Jupiter Vinyl - Lazy Ash Tree
Eleven tracks and ten oil paintings. Now that I suppose is the way to go multi-media with an album. If that is an interesting start, the idea of a bass and guitar duo is something that may seem offputting. Rodrigo y Gabriela this ain't, but then again this is stripped down, built-up again American folk. Any band with that pedigree who tackles Modern English's post-punk classic "I Melt with You" deserves all the props they get.
When Jupiter Vinyl work well, it works very well. "Dreams from Clouds" has the sort of delicate guitar sound which has made a success of many an act. Yet when it aims wide of the mark, it does not do so well. The opener, "Magic Soap" being a case in point. Forced folksiness with a twang will appeal to some, but not wide enough to give the band more than a cult appeal.

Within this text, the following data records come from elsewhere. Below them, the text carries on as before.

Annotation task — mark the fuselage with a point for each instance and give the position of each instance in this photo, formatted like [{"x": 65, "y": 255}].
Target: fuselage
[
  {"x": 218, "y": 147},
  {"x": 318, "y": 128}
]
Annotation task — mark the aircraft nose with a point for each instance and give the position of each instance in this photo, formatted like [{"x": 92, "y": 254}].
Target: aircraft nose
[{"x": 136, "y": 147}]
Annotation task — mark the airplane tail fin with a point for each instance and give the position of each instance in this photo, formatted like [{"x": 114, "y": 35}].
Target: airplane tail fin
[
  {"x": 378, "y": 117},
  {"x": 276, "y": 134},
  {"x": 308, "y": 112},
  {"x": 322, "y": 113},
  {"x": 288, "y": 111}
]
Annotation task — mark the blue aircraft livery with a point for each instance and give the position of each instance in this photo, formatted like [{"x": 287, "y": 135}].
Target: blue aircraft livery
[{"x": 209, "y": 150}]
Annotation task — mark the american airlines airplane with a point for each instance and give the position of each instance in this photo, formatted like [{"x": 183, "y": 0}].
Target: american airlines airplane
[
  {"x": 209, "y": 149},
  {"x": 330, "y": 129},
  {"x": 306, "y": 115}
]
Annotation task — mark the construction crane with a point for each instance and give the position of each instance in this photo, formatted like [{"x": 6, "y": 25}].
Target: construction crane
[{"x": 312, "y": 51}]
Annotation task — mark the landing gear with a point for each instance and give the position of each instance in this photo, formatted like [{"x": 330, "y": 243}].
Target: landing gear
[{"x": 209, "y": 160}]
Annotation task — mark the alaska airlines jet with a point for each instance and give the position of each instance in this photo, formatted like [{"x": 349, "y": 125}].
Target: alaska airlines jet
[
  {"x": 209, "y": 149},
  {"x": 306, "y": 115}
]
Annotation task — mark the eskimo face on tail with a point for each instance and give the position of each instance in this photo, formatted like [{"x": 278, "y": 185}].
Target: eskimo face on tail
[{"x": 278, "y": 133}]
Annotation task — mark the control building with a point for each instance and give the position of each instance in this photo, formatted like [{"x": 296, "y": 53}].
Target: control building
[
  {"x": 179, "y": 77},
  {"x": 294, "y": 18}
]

Corinne Bohjanen has a voice which at times reminds you of Sandy Denny, and if that is not among the highest compliments which can be paid to a female vocalist then I don't know what is. Edward Horey has a voice which, while more than capable in itself, does not always seem to fit with Bohjanen's, "Wabash" being a case in point. Again, when it works well it works very well. But not always.
The difficulty is that the music on his is rather eclectic. At times there are some heartfelt ballads, songs which make you want to sing along, songs which will stick in your head. Other times, there is a distinctly uplifting feel about a track, something which gives you food for thought. Then there is silliness. Not so much silly music, but the sort of music which invites silly dancing and generally daft behavior. Now there is nothing wrong with all three styles in their place. Trouble is, put them all on a single album, and you don't know whether you're coming or going half the time.
Redemption from what may be seen as unfair criticism comes in two ways. Musically, this is an album which is unforgiving if there is slightest mistake in performance. But then it needs nothing to forgive, for this is as well-played as an album as you'll hear from an independent band all year. The second asset is the lyrics. Clear, easy-to-understand and full of some gloriously innovative imagery. Take these lines from "Edit" -
"Don't want to be in your screenplay/Read from the script any more/Can't play the role you've written for me."
Together, the music and the lyrics fit well. At the risk of sounding like a broken record, when it works, it works well.But not always.